Reference: Therapeutic anticoagulation in patients with traumatic brain injuries and pulmonary emboli. EAST Annual Assembly Quick Shot #7, 2020.

AAST 2019 #5: DOACs Part 2

In my last post, I reviewed a study that scrutinized reversal of direct oral anticoagulants (DOACs), and the outcomes of using various reversal agents. Today I’ll look at an abstract that compared in-hospital outcomes of elderly patients with severe TBI who were taking a variety of anticoagulant drugs, including DOACs.

The group at St. Joseph Mercy Hospital in Ann Arbor reviewed the dataset from the Michigan Trauma Quality Improvement Program database over a seven year period. To be included, patients needed to be at least 65 years old, suffer a fall, and have a significant head injury (AIS > 3). The final data consisted of records from 8312 patients treated at both Level I and II trauma centers across the state.

Here are the factoids:

  • 40% of patients were taking antiplatelet agents, 13% warfarin, 4% DOAC, and the remaining half or so were taking nothing.
  • The head injuries were severe, with mean AIS of 4.
  • After adjusting for “patient factors”, mortality or hospital outcomes were 1.6x more likely when warfarin was used
  • Complication risk increased 1.4x for warfarin and 1.3x for antiplatelet patients, but not for DOACs
  • Hospital length of stay was a day longer in the warfarin group (6.7 days) vs about 5.7 in the others

The authors concluded that elderly patients with severe TBI on DOACs fared better than those on warfarin. They stated that this could help alleviate concerns about DOACs in head trauma patients.

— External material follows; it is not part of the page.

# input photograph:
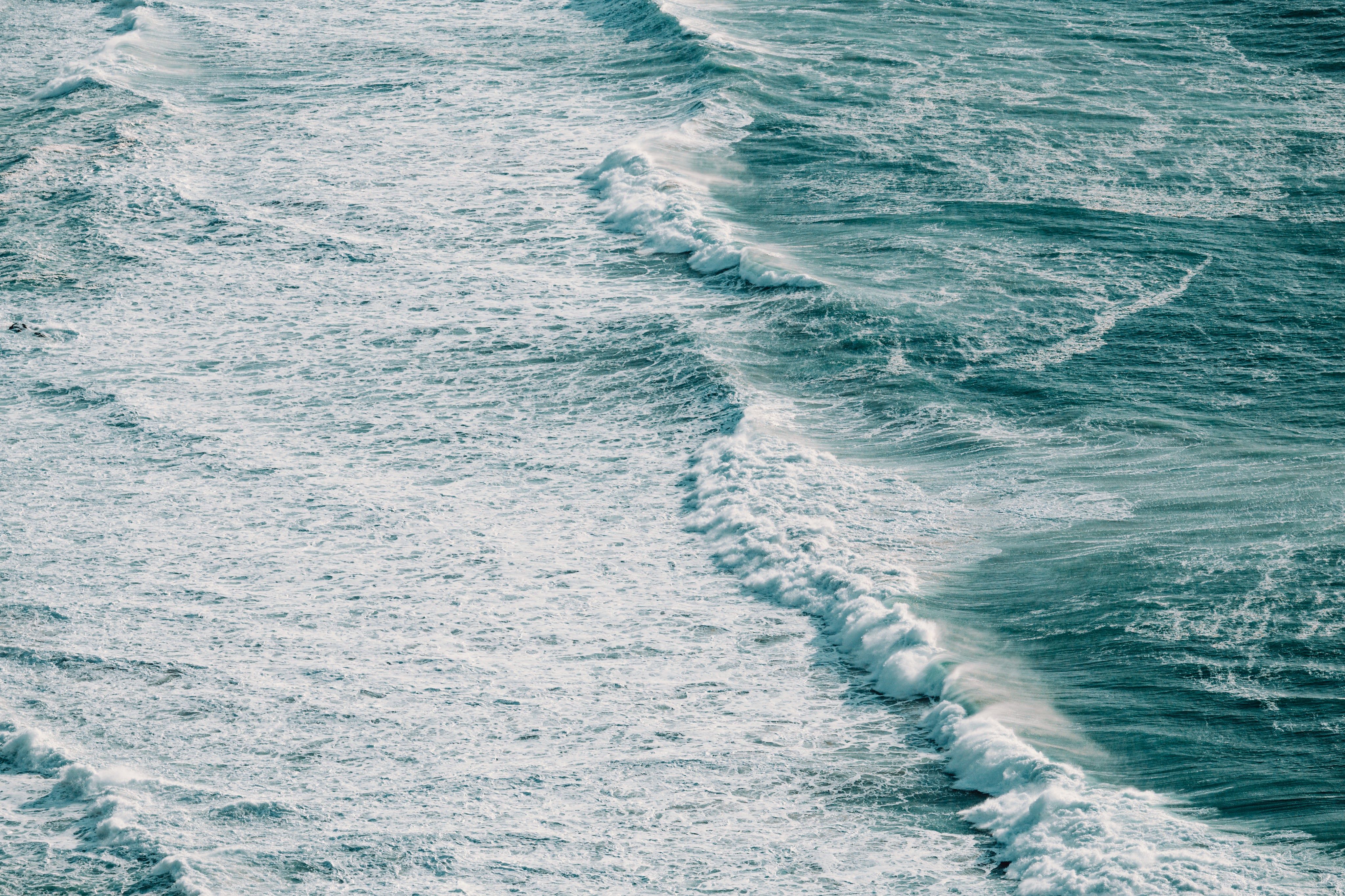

This is yet another interesting and surprising piece of the TBI on anticoagulants puzzle! It is obviously limited due to its retrospective database nature, which prevents us from asking even more interesting questions of this dataset. And it completely prevents us from looking at the specifics of each case including decision making, imaging, etc. But it’s a good start that should prompt us to find even better sources of data to tease out the details we must know in order to improve this patient group’s care.

Here are my questions for the presenter and authors:

  • I am very interested in the “patient factors” that were adjusted for to try to normalize the groups. Please describe in detail the specific ones that were used so we can understand how this influenced your results.
  • This information is intriguing, suggesting that warfarin is more evil that DOACs. What is the next step? What shall we do to further elucidate the problems, and how can we ameliorate the mortality and complication effects?

This is more good stuff about DOACs, and I can’t wait to hear the details.